Background Had been working on ‘domain referenced testing’ in PCMD. Had been thinking about ‘progress testing’. Chairing university’s assessment review. Received a paper with the title ‘The trouble with resits…’ to review. Started to think … Time to share my problem!

The ‘progress test’ prompt A ‘progress test’ is a test set at graduation level but sat by students in all years.

The ‘progress test’ prompt Concept goes back to Goulet (1955). First practical application described by Arnold & Willoughby (1990). My question - How can we use prior information (results on previous tests) to improve our estimate of what a student currently knows?

The referee prompt Looked at resits in clinical examinations Claimed that ‘it would be a brave assessment team which set a higher pass- mark for a resit …’ My question – Why do we not do this?

Educational measurement Educational measurement … is better conceived of as testing student performance on a sample of tasks from the area for purposes of predicting the extent of satisfactory performance in the area as a whole. Bock, Thissen & Zimowski (1997)

Educational measurement vs. competency testing? Competency testing means you can do a specific task. Multiple tries are sensible. (Perhaps we need repetitive competency assessments? Is a sample of one enough?) This is different from educational measurement. Educational measurement is an inference problem. Take a sample of tasks representative of the whole domain. On the basis of the performance on the sample we make inference about the whole domain.

The trouble with resits … A resit is another sample. How should we treat it?

The literature on re-sits There’s some info about what people do but very little about why. Educational Measurement: Issues and Practice has nothing. Journal of Educational Measurement has nothing. Assessment and Evaluation in Higher Education has nothing. “Measurement and assessment in teaching” Linn & Gronlund has nothing. Can you help?

Some theory (1) All educational measurements are made with uncertainty This is usually described as the ‘Standard error of measurement’. The aim is to come to reliable decisions, usually implying a measurement with a small standard error.

Inference and uncertainty Uncertainty arises because of 1) the sample, 2) other sources of error. If someone fails, is this because the sample is inappropriate for them? - there is “case specificity”. A resit is another sample. How should we treat it?

Some theory (2) Adaptive testing or multi-stage testing. In classical adaptive testing we give a student a task of average difficulty. If they pass they the get a harder task. This gives more information at their particular ability level. If they fail, they get an easier task. Assumes ‘unidimensionality’. Students who hover around the pass mark generally sit longer tests to reduce the standard error of measurement.

Some theory (3) In multi-stage testing we give a student a sample of tasks. If they are a clear pass or fail the test ends. Students near the pass mark are given another sample of tasks. If the combined sample gives a clear pass/fail decision then the test stops. If there is still too much uncertainty, another sample of tasks is given. Again, students who hover around the pass mark generally sit longer tests to reduce the standard error of measurement.

How should we treat resits?? Is a resit an independent sample? That’s how we (and everyone else) treat it. Or is a resit a second sample? Are we using it to increase the sample size?

Should we use prior information?? After the first test we have an indication that a student who fails has not mastered the content/tasks that we expect. Should we use that information when we assess the resit? If we should, how would it work?

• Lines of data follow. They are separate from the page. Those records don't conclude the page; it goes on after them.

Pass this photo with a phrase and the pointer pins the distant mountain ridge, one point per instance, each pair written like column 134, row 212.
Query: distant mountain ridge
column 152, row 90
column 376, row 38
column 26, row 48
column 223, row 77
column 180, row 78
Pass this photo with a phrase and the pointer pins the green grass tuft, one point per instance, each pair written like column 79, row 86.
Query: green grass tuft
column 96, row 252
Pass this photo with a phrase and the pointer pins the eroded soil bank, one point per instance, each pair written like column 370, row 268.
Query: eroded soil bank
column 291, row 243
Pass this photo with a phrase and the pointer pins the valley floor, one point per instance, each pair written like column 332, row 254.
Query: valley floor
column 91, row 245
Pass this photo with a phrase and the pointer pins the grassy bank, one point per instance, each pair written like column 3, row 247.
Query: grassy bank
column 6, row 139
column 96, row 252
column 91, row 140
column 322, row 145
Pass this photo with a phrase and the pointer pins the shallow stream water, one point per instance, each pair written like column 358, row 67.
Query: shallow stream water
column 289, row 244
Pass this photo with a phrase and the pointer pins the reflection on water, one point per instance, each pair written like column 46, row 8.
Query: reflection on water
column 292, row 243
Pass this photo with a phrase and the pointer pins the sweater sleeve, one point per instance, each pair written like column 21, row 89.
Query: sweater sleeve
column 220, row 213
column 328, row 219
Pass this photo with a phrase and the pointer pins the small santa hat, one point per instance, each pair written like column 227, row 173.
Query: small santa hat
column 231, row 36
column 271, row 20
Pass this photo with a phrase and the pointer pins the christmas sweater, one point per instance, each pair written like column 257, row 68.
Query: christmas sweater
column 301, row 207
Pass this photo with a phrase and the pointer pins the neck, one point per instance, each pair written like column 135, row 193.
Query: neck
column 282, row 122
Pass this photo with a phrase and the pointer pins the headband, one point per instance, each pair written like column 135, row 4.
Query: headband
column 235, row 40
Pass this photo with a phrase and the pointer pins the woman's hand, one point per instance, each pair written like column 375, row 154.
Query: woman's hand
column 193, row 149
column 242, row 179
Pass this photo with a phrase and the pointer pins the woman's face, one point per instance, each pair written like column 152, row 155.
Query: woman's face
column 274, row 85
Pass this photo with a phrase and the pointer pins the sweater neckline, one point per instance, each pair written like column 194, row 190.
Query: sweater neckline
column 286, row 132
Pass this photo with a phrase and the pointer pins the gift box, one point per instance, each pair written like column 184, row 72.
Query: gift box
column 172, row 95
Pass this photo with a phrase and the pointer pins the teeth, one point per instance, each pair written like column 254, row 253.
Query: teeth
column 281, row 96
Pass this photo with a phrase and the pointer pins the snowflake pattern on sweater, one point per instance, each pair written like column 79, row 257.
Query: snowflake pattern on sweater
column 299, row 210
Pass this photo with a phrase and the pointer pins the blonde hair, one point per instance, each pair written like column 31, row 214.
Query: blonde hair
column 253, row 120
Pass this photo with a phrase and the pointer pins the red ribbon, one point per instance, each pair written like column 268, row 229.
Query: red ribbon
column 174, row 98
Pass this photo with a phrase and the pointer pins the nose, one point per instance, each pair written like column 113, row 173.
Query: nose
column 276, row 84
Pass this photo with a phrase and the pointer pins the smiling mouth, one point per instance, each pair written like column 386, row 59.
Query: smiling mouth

How would it work? The student mark on the combined first attempt and resit is used to make the pass/fail decision.

How would it work? Students who narrowly fail on the first attempt would only have to improve slightly to pass. Students who fail badly on the first attempt would have to improve substantially to pass.

Implications and discussion I need help! Your thoughts? Anyone know any literature on the ‘Theory of resits’???